I know you will have your head deep in the small print of the British Government’s newly published plan to reverse global deforestation. And you won’t want to be disturbed from such a captivating read.
But please bear with me for just a moment.
I would like you to take a look around the world and consider its truly great political thinkers and visionaries.
Now, imagine you have 12 days to plan a conference of nations to save the world from environmental disaster.
Who is the captivating visionary? The one original thinker possessed of the necessary breathtaking charisma you would summon to preside over Planet Earth’s last chance?
Who would so command the respect of the world’s political leaders that they would not dream of snubbing COP 26?
Alok Sharma, right? No? No, I wouldn’t summon him either.
Could you even pick him out in an identity parade? No, neither could I.
But that’s who we’ve got.
At least we’ll have Barack Obama coming to attend the conference with President Biden, but imagine how much more serious our intentions might have looked with someone of his stature – or his wife’s – in the COP26 president’s chair?
Barack Obama to attend COP26 climate change summit in Glasgow https://t.co/lxrxiruR5P
— BBC News (UK) (@BBCNews) October 16, 2021
And then there’s the choice of the host city.
Glasgow.
What you might call the Alok Sharma of conference venues.
COP26 reality calls for cool heads
But we are where we are and there’s no going back now. Although if wishing made it so I would wheech us back to 2015 and do these last six years all over again.
Then we could fill them with actually doing things for the environment rather than setting targets, especially targets that allow the world to let the planet continue to grow hotter by 1.5 degrees.
The planet cannot afford the mindset that allows us to think that growing still warmer is acceptable
The relevant word here is cool. The planet has to COOL.
Humanity has to reduce its energy consumption drastically, say cut it in half.
Then doing without oil, gas, and coal becomes feasible.
Yet neither the British nor the Scottish Governments have a plan to reduce energy consumption.
For that matter can you think of a single energy-rich country in the world that has?
Since May the price of a basket of oil, coal and gas has soared by 95% https://t.co/bxBKELmg3g
— The Economist (@TheEconomist) October 17, 2021
For that matter can you think of a single energy-rich country in the world that has?
The British business secretary, Kwasi Kwarteng still thinks new licences for North Sea oil and gas are a good thing, instead of what they really amount to, which is the actual road to hell paved with what he seems to believe are good intentions.
And Chancellor Sunak, who has to pay for whatever it is that Britain finally commits itself to, thinks money spent on nature is not a worthwhile investment.

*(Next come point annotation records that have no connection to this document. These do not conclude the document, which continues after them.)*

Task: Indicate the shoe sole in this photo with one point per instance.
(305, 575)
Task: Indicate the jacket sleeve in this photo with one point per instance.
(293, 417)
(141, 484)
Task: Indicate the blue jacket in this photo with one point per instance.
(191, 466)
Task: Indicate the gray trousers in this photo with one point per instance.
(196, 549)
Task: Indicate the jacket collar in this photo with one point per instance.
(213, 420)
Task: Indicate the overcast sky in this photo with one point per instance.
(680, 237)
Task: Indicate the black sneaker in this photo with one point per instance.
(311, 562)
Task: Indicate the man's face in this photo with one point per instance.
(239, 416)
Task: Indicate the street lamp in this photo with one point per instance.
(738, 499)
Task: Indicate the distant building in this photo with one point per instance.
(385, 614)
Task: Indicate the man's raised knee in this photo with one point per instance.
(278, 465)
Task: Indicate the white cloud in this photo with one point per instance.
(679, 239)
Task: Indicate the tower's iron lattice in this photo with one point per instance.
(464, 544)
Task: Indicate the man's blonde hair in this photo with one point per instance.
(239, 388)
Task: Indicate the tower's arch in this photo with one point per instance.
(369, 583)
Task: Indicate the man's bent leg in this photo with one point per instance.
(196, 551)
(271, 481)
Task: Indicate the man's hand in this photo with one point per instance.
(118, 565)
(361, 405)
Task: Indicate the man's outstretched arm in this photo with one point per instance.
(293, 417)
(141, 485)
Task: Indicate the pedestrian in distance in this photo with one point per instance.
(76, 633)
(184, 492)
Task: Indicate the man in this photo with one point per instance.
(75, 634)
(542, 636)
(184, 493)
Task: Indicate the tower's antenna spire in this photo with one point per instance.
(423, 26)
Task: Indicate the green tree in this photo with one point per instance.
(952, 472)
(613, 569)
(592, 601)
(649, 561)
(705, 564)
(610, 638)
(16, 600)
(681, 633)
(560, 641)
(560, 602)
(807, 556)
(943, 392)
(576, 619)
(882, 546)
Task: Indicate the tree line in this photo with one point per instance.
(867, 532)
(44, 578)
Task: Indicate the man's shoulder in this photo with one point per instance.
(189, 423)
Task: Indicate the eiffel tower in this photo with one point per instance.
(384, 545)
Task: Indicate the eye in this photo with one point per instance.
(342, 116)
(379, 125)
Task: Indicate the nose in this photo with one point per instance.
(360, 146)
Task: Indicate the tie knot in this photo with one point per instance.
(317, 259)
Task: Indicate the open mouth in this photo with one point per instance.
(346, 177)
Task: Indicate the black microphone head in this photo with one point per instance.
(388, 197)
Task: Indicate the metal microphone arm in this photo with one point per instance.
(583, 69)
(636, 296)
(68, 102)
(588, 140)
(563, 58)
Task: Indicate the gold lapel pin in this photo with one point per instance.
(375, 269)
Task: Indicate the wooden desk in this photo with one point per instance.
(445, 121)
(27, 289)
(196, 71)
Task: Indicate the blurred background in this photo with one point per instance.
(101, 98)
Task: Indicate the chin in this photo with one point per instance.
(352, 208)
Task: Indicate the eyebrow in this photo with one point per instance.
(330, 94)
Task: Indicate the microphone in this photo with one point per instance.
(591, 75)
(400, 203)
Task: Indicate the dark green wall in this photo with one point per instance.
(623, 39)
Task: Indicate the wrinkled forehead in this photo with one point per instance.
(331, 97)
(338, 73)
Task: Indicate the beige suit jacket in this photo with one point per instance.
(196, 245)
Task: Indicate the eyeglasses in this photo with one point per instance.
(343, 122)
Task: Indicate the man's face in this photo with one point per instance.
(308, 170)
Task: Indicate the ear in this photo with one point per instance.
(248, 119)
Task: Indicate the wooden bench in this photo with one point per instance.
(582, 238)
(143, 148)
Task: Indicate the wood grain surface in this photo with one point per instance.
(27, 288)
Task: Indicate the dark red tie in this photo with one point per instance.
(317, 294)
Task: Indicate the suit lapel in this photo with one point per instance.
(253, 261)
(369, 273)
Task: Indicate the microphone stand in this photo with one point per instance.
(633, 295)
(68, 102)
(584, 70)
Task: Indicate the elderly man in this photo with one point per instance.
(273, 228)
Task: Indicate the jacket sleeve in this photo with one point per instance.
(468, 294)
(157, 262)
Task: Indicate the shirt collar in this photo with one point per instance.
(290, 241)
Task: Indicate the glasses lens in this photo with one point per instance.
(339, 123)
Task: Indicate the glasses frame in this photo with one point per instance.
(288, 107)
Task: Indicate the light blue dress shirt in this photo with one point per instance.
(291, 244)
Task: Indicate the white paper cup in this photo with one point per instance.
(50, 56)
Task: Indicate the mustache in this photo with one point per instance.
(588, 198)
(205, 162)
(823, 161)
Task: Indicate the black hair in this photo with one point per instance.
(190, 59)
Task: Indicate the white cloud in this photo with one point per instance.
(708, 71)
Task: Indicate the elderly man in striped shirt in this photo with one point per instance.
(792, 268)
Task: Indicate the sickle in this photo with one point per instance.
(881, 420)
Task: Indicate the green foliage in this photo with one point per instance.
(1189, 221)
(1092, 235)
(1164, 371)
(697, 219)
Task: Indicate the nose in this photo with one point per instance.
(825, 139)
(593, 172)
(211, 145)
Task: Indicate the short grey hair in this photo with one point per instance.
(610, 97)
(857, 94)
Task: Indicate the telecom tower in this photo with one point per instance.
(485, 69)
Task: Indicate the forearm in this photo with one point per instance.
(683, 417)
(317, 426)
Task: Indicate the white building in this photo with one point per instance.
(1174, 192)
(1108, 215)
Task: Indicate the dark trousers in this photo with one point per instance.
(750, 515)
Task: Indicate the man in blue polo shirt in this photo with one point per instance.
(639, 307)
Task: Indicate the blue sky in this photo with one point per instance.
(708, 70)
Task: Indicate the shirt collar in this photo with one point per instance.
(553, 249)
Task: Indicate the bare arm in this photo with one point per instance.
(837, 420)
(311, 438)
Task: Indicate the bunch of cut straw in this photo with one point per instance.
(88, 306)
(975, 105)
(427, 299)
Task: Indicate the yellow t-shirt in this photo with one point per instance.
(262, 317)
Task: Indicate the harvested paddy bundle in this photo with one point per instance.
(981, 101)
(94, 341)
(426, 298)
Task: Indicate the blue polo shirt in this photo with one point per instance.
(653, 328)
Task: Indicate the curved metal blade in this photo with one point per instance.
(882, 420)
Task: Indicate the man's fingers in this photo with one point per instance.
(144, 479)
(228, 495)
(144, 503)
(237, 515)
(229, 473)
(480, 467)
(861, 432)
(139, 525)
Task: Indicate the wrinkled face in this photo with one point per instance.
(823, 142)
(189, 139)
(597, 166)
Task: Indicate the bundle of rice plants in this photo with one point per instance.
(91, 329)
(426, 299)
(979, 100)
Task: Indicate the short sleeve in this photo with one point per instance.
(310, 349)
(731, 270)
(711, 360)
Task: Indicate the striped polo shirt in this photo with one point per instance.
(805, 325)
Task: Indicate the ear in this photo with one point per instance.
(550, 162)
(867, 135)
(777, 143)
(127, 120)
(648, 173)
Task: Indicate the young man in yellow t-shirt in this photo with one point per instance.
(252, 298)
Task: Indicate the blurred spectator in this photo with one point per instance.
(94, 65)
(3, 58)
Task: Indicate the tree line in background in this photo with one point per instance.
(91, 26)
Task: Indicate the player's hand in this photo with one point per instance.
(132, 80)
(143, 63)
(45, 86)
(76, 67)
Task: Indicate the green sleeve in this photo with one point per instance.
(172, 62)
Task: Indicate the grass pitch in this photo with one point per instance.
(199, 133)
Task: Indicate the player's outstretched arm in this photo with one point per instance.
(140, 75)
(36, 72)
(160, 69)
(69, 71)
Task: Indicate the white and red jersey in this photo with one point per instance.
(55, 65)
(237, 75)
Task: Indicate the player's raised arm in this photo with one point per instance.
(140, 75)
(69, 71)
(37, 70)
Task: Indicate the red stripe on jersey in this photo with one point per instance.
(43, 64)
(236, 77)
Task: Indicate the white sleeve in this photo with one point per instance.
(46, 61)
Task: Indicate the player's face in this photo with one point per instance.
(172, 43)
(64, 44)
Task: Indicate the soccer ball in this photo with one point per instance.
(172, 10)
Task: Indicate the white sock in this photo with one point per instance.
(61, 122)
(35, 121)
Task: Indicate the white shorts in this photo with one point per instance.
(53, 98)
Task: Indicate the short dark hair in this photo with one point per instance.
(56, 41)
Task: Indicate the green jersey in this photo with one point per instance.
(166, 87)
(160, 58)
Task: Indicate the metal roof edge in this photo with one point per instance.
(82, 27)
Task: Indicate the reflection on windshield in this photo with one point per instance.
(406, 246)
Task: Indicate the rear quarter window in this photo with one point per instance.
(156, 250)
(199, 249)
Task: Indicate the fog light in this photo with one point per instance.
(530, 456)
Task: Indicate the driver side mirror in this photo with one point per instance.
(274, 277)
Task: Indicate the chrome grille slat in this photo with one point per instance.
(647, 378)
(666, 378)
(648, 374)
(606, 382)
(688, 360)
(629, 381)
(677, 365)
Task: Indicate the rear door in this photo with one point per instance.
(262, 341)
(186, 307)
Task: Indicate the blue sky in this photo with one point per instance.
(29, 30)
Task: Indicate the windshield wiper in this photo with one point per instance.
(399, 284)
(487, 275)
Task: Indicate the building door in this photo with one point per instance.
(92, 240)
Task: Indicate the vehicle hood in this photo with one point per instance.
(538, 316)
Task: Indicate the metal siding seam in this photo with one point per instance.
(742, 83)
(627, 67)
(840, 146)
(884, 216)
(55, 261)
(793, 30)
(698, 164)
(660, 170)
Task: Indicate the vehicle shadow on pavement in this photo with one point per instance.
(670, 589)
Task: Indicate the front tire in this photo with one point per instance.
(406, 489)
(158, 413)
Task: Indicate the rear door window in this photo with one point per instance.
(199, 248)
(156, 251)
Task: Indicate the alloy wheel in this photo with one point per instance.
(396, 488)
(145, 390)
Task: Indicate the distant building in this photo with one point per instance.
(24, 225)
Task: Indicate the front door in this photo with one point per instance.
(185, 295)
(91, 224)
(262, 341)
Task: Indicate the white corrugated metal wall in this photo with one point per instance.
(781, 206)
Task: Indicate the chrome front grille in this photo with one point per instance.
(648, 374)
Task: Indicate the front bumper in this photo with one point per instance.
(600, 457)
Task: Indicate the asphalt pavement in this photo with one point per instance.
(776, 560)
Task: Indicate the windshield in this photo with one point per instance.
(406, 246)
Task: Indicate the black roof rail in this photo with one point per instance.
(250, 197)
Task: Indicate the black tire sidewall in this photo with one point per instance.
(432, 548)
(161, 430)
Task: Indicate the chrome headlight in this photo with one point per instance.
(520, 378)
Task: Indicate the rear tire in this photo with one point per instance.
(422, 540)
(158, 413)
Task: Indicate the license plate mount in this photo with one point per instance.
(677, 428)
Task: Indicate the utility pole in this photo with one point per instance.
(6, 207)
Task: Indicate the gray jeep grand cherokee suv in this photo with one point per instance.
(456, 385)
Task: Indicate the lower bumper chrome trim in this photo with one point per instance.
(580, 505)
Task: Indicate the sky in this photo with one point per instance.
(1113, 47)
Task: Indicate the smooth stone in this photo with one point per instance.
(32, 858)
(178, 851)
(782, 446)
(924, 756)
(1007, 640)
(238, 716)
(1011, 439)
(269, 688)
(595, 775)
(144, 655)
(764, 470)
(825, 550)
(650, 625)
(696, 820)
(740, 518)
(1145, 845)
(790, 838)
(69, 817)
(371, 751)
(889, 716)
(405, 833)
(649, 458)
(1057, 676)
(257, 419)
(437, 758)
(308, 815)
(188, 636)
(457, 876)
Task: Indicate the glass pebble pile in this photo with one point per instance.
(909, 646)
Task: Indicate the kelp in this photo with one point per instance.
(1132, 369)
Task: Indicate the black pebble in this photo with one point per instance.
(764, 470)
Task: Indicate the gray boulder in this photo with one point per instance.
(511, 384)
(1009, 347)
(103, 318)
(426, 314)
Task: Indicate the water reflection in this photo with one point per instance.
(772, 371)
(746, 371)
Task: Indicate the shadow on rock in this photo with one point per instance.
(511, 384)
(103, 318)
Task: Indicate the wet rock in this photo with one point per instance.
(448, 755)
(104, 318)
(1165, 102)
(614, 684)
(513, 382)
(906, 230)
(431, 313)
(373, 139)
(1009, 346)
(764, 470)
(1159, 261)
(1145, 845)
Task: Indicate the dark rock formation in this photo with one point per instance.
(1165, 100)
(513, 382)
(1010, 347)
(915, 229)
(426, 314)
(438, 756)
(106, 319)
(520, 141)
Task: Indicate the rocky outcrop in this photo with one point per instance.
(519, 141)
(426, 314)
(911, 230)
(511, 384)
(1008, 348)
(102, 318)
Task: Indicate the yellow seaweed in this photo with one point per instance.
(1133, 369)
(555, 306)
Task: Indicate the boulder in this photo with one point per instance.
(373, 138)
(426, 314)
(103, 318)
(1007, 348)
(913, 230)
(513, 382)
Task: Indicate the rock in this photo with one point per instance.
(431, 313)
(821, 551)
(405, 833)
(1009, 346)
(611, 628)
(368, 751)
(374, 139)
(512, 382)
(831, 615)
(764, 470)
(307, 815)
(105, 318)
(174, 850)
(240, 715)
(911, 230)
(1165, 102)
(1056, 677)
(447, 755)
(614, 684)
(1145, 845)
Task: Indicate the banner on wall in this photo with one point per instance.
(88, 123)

Unfortunately he seems to have lost sight of the reality that spending money on nature right now is the only worthwhile investment.
It’s how we save the only known inhabitable planet in the universe, whatever Richard Branson and Captain Kirk might have you believe.
Our own deforestation record is poor
And now, better late than never – but not that much better considering how late it has been left – the British Government has devised a plan to reverse global deforestation.
That’s even as its full-steam ahead HS2 high-speed rail project slaughters ancient woodland in pursuit of slicing half an hour off the journey time between London and Manchester, which, as any fool knows, is a much more worthwhile ideal than saving the planet.
The problem with a single country presenting a global deforestation plan is that in order for it to have the slightest chance of persuading guilty nations to repent and fall into line, it should really be able to boast a track record so impressive that it amounts to leading by example.
If Britain had implemented its own native woodland strategy in all four of its constituent nations at the end of COP in 2015, knowing we were next in line for the presidency, we would already be seeing the fruits of our labours.
And we would be in a position of relative strength in the eyes of at least some of those nations the host nation must impress.
So not only is the host nation not in a position to do that, it is not even in position to impress its own people, because the every utterance on the subject from within the British Government is that of a squabbling rabble of environmental incompetents.
There’s cool and then there’s Obama
There is not a whiff of understanding from within the inner workings of Westminster of what the words “environment”, “climate change”, “ecosystem” and “biodiversity” mean, and why they are the fundamentals of a uniquely beautiful and uniquely sensitive mechanism that permits the planet to live and breathe and prosper.
Perhaps if the terms to explain the critical nature of the situation were simplified, that might help. What if we reduced them to something Westminster might understand, say a single four-letter word?
Ready?
Here it comes: COOL.
Planet Earth must cool, or there will be no planet Earth.
Talking of cool, does anyone out there have the Obamas’ phone number? Maybe it’s not too late.